Siddhant Adlakha (@SidizenKane), Freelance for The Village Voice

Decades from now, long after Martin Scorsese has left us, and perhaps when Andrew Garfield is old and grey, some film student will look at “Silence” on their curriculum and wonder what boring, pretentious snooze-fest from their grandparents’ generation they’ll have to sit through in week eleven. But when week eleven rolls around, they’ll join years’ worth of scholars, filmmakers and film fans who realized how wrong they were for sleeping on a masterpiece.

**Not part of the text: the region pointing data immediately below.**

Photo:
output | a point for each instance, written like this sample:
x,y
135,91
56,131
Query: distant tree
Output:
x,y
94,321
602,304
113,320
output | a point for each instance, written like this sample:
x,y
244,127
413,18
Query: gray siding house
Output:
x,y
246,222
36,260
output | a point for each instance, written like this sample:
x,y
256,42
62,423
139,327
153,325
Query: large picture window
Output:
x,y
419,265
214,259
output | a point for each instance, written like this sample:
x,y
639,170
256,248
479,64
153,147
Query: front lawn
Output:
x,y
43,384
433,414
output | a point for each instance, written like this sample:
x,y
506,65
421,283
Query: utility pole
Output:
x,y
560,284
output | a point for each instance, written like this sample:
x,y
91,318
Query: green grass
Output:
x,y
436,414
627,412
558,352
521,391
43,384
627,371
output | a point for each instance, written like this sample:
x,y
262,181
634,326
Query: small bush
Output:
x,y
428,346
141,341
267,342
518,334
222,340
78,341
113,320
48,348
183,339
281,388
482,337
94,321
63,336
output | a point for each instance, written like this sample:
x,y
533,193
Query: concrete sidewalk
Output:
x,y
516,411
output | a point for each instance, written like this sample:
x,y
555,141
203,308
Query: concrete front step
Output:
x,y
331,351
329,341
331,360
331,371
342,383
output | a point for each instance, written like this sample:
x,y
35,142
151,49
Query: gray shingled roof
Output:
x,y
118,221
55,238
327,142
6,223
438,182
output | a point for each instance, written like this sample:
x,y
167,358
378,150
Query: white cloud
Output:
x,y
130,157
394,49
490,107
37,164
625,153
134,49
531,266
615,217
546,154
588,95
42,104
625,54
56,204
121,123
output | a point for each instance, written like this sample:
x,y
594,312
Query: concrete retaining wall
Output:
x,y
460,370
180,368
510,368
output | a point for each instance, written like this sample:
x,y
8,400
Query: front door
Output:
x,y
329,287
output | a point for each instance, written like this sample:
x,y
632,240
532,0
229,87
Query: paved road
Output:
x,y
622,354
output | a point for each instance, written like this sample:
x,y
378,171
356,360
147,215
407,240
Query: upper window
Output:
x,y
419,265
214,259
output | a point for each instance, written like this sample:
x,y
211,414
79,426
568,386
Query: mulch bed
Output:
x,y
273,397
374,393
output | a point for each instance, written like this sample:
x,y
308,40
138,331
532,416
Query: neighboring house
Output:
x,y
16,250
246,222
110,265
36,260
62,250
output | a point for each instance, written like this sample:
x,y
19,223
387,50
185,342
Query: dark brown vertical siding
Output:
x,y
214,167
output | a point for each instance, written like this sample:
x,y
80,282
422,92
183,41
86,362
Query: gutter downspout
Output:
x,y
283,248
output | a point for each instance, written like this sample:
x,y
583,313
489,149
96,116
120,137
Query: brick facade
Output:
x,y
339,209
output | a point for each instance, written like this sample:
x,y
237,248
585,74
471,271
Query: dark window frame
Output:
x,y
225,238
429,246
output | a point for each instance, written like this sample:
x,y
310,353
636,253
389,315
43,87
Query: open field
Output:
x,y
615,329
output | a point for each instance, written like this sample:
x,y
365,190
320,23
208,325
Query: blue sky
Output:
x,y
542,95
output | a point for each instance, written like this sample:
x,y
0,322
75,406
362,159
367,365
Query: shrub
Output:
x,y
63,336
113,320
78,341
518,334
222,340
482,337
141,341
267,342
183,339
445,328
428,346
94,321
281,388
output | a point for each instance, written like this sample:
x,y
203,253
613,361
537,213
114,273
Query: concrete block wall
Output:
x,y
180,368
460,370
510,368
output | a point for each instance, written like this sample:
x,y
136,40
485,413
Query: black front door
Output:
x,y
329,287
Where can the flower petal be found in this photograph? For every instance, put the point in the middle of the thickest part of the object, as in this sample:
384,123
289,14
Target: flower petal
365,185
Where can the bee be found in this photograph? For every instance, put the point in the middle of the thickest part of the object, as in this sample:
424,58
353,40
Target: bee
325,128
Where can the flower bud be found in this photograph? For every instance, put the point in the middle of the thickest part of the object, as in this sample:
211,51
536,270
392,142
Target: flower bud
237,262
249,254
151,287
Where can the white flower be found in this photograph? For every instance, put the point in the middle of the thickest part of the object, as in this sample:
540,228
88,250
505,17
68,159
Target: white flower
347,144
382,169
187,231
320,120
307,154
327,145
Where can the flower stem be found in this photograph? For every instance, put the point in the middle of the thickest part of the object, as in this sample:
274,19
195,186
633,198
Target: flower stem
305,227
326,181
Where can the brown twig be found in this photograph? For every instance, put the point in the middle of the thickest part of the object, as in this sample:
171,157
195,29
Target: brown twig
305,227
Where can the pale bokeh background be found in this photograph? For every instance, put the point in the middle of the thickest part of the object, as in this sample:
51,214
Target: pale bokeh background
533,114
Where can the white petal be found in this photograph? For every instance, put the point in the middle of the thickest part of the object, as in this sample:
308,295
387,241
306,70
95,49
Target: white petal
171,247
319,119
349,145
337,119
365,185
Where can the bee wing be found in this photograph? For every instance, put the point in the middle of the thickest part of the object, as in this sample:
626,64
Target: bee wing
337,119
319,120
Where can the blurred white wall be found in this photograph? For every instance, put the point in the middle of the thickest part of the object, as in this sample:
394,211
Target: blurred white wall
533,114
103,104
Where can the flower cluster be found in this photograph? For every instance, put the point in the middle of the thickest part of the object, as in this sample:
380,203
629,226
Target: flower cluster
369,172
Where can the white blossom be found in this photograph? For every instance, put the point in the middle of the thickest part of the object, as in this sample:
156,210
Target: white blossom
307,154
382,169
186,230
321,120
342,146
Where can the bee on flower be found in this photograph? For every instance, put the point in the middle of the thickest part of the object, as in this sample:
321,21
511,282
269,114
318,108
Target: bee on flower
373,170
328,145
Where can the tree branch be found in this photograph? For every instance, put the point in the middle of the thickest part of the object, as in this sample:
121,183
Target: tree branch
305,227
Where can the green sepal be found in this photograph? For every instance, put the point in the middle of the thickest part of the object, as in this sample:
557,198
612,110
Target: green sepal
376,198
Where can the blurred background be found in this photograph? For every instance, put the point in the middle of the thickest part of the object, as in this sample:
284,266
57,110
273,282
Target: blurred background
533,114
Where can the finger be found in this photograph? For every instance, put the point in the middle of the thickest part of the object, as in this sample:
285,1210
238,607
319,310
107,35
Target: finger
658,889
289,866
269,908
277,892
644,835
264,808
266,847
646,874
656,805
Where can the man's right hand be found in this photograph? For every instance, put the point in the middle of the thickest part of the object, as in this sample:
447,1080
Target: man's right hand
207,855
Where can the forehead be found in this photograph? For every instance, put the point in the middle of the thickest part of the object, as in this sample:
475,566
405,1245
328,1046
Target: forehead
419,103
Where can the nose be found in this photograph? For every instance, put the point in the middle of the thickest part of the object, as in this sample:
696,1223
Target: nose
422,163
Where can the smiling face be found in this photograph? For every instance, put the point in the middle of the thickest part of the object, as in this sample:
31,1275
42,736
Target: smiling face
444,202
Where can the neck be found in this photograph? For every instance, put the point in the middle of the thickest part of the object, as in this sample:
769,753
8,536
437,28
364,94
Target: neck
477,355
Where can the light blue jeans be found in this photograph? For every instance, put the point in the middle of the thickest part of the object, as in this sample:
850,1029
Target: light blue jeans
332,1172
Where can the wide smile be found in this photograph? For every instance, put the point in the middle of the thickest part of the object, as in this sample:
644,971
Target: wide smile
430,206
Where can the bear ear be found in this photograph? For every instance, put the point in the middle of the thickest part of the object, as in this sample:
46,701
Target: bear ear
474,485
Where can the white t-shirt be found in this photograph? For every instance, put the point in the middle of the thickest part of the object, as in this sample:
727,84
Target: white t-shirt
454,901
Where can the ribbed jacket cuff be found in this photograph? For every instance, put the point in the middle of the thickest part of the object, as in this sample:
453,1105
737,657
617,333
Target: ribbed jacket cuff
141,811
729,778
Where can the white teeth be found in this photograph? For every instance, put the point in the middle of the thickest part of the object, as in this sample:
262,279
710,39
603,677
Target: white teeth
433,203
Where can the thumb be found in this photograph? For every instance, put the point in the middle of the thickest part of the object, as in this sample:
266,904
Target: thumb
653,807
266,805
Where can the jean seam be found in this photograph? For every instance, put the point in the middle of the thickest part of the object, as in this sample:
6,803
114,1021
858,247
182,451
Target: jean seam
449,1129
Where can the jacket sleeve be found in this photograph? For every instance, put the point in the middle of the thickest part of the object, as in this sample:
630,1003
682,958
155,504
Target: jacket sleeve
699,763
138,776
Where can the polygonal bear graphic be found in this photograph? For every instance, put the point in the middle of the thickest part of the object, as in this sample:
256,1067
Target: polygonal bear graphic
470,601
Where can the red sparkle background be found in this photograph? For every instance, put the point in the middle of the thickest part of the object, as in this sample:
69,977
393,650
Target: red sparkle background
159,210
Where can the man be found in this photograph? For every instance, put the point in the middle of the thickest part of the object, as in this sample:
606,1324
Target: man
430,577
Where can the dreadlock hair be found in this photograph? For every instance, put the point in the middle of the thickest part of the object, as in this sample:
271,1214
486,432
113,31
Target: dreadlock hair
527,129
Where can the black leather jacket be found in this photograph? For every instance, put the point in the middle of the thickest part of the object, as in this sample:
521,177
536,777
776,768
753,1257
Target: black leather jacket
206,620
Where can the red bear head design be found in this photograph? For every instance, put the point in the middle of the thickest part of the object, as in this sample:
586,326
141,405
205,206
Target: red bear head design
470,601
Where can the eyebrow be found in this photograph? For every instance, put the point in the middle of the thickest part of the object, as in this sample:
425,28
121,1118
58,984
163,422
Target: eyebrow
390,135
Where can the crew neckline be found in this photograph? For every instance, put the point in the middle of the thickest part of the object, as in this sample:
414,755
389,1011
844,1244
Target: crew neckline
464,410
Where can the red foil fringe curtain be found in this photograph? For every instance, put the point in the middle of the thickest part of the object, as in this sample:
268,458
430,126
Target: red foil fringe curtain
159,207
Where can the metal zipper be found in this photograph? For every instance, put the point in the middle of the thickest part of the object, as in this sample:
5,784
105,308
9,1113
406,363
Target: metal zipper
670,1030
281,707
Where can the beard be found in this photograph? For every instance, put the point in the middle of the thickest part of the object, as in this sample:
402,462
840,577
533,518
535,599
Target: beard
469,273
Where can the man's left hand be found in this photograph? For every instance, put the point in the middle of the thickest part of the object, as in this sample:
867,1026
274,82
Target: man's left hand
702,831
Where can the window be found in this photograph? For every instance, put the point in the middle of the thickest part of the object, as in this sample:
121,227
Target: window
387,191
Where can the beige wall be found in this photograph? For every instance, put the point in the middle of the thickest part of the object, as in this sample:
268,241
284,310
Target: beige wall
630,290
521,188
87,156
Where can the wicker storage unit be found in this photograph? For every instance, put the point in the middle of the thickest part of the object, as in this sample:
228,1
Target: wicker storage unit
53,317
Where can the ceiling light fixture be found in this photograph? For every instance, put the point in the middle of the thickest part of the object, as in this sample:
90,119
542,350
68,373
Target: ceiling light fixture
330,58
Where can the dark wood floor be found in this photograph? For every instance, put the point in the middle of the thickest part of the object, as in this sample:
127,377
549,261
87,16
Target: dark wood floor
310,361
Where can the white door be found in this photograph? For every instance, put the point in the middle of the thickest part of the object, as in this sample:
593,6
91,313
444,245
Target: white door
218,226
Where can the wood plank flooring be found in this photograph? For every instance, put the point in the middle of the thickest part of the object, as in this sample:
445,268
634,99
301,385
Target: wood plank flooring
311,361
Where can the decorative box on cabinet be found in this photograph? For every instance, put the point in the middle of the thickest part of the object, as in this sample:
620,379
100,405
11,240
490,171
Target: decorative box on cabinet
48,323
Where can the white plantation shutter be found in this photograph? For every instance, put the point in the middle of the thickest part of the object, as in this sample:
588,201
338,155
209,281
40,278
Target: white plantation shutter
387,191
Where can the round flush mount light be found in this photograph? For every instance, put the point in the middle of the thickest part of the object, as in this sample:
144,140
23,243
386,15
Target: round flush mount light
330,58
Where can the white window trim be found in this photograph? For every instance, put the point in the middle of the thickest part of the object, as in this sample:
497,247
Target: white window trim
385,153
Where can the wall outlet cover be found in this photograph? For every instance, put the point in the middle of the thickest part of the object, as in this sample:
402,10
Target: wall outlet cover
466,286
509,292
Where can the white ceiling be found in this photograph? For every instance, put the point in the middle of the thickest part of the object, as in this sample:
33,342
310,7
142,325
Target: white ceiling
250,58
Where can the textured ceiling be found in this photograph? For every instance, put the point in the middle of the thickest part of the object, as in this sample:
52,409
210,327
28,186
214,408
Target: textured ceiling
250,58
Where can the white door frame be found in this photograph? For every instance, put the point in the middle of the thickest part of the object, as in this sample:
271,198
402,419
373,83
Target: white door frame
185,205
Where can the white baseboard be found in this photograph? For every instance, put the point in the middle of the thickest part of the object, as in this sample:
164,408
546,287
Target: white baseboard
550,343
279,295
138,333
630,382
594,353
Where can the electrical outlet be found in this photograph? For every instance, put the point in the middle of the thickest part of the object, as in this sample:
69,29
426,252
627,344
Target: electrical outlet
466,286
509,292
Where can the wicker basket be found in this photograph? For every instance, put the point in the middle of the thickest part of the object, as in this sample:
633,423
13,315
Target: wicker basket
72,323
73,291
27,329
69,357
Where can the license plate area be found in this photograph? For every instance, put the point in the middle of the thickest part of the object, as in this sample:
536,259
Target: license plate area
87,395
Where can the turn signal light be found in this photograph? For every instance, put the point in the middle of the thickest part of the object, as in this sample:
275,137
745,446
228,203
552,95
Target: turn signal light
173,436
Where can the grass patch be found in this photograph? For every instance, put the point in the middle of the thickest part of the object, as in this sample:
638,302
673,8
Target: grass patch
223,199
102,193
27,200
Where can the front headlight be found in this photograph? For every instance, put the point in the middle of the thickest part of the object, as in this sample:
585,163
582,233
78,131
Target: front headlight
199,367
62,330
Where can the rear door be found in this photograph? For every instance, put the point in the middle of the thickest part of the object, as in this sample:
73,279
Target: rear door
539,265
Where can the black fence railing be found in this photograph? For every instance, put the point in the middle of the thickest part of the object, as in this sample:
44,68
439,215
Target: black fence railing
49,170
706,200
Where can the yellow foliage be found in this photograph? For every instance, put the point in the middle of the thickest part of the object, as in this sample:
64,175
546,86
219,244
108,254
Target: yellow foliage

The film barely made back half its budget – it’s no wonder Scorsese is off working with Netflix, David Ehrlich’s favourite distributor – and it wasn’t the kind of easily digestible feel-good fare to warrant year-end awards. While heavily Christian, it wasn’t for the “God’s Not Dead” crowd either, who would likely shudder at the thought of any substantial theological engagement. It most certainly isn’t for moviegoers who prefer their morality clear-cut and their conclusions straightforward. Who is it actually for, then? Well, that’s a harder to determine without first getting to the root of what it is.
No, I don’t have an answer to that. Not yet, though I’m sure I will someday. I’ve only seen the film once, a year ago, and I haven’t managed to revisit it since (though not for lack of trying), and the reason for that is simple. It is perhaps the most challenging film I’ve seen in recent years, if not ever. It’s difficult in ways that can be hard to swallow, not thanks to some penchant for gore, but because of its interrogative nature. “Silence” is like having worldview – not necessarily your own, but the very concept of outlook – turned upside down and shaken, zeroing in on the immovable building blocks of belief as their nature is called into question. It may not be a future classic by virtue of being on the tip of everyone’s tongue, but it will most certainly be a gem rediscovered.